Mais l’apogée ne se situe-t-il pas plutôt lors de l’entrevue d’Erfurt en 1808 ? A trop vouloir mettre de la symbolique là où il n’y en point, on risque de tomber dans la transfiguration de l’histoire. Reste que ce livre offre une approche claire et pédagogique du sujet ; on appréciera notamment la claire définition des termes «sacre» et «couronnement» dès l’introduction, et le rappel de la façon dont le sacre permet d’être séparé du commun des mortels.

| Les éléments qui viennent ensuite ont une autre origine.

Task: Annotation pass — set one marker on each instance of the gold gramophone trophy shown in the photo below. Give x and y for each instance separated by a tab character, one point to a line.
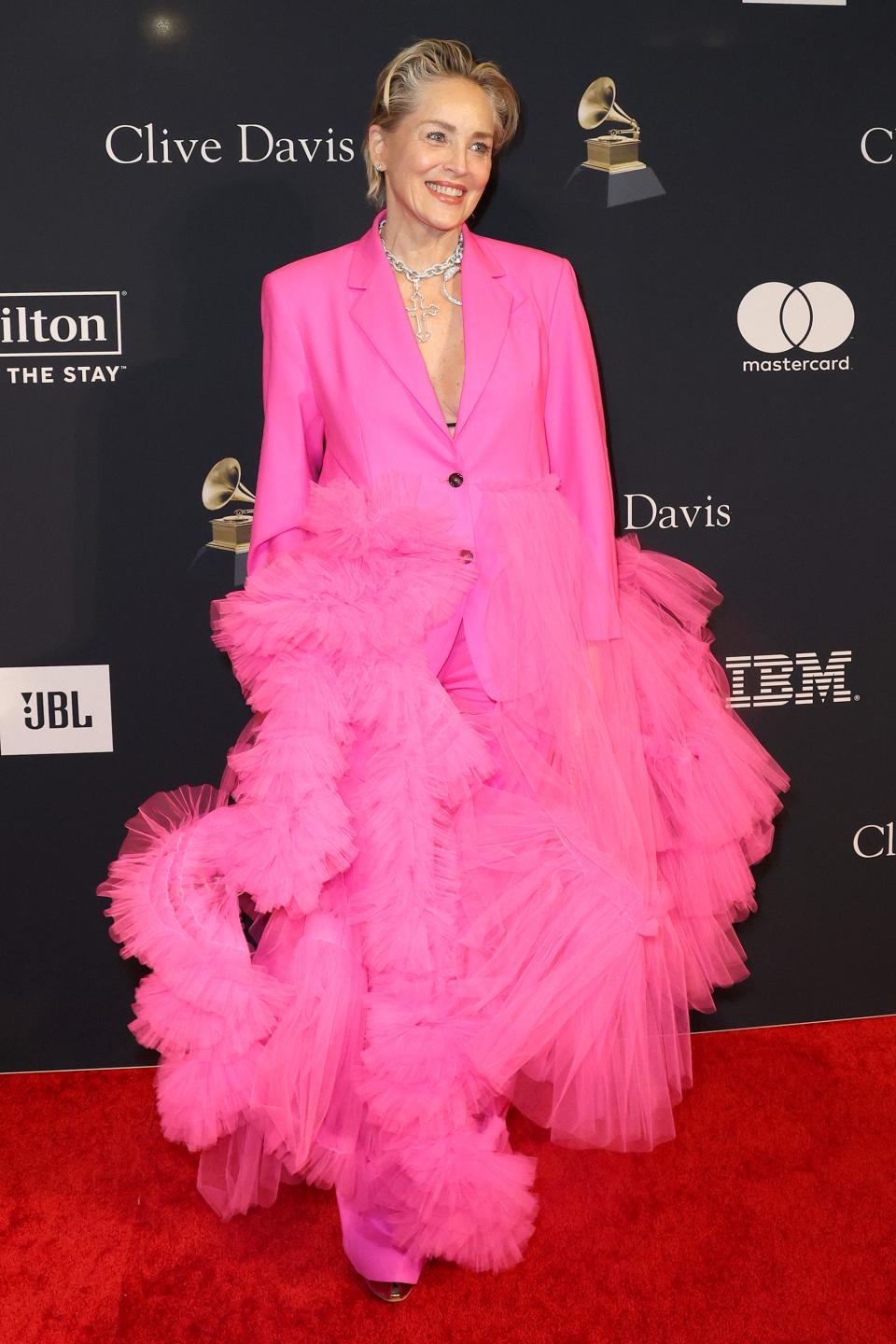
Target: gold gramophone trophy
223	485
618	149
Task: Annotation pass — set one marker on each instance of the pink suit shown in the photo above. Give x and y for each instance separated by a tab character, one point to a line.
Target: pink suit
493	815
343	363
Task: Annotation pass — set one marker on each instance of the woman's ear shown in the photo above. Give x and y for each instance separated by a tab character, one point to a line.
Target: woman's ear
375	141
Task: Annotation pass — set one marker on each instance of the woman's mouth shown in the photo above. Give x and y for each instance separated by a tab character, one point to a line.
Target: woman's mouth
446	191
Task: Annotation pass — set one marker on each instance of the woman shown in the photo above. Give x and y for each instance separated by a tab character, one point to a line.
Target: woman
492	819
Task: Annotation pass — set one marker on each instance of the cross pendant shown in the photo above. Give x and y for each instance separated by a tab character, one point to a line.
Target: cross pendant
419	311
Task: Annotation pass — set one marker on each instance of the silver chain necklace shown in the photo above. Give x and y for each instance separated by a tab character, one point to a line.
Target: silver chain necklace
419	309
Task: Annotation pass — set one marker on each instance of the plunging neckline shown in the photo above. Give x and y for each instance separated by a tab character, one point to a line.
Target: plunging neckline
452	425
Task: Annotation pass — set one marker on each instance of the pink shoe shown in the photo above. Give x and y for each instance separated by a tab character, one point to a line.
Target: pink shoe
388	1292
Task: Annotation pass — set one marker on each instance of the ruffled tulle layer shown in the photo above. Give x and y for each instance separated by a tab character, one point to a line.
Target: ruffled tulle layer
443	907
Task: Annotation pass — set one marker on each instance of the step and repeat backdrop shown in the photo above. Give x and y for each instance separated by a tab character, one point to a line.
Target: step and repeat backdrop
740	287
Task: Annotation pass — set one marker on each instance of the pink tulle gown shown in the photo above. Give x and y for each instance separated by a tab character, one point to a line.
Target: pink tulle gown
455	902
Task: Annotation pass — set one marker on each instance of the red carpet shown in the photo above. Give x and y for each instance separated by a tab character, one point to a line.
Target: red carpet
768	1221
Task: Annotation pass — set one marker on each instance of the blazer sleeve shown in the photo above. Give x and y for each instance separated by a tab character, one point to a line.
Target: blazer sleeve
293	436
578	448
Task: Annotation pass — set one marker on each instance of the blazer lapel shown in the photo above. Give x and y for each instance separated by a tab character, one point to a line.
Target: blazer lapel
379	312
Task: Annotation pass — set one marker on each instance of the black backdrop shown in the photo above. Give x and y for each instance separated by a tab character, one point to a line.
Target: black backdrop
754	118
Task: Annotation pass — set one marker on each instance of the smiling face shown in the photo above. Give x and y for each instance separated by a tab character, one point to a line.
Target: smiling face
438	158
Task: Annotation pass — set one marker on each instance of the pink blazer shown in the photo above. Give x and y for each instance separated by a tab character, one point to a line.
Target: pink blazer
347	393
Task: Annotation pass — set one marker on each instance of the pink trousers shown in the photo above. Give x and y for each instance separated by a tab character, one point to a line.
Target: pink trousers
366	1230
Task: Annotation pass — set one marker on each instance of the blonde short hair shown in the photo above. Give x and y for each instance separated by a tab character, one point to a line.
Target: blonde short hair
399	82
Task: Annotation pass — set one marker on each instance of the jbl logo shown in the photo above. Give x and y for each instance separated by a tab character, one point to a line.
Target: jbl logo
54	710
39	718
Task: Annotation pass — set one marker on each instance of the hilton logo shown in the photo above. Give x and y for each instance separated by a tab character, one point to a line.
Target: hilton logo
76	324
789	680
49	711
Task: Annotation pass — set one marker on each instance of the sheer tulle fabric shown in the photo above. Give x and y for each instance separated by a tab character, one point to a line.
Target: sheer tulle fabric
449	904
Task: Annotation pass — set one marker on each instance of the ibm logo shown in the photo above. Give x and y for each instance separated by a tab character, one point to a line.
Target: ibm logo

Par ailleurs, l’ambition de l’auteur n’est pas de refaire une description minutieuse de la cérémonie, ce que tant d’historiens ont déjà fait avant lui, mais de proposer une approche relative à ce que Jean Tulard a déjà souligné comme étant «une mise en scène du pouvoir». L’auteur se donne donc pour but de «comprendre, quantifier, soutenir, découvrir et révéler les arcanes» de cet événement en se fondant sur l’étude des symboles et des documents politiques, en comprenant volonté initiale et réalité finale, afin de dégager les motifs profonds de Napoléon et de mettre au jour les procédés de propagande.

Classiquement, David Chanteranne rappelle tout d’abord que Napoléon en vient à l’Empire, officiellement proclamé le 18 mai 1804, en utilisant la menace des complots ourdis contre lui. Tout aussi classiquement, il souligne ensuite combien la symbolique du couronnement et du sacre de Napoléon emprunte à celle de Charlemagne : les insignes arborés le 2 décembre 1804 ont été adaptés de ceux de l’Empereur carolingien, Napoléon ayant notamment renoncé à apparaître porteur de l’épée de Marengo. De plus, la volonté de mêler la religion à cette cérémonie témoigne de l’utilisation de celle-ci comme moyen politique. Les tractations en vue de la venue du Pape, puis le voyage de celui-ci, sont décrits avec minutie, de même que sa rencontre avec Napoléon.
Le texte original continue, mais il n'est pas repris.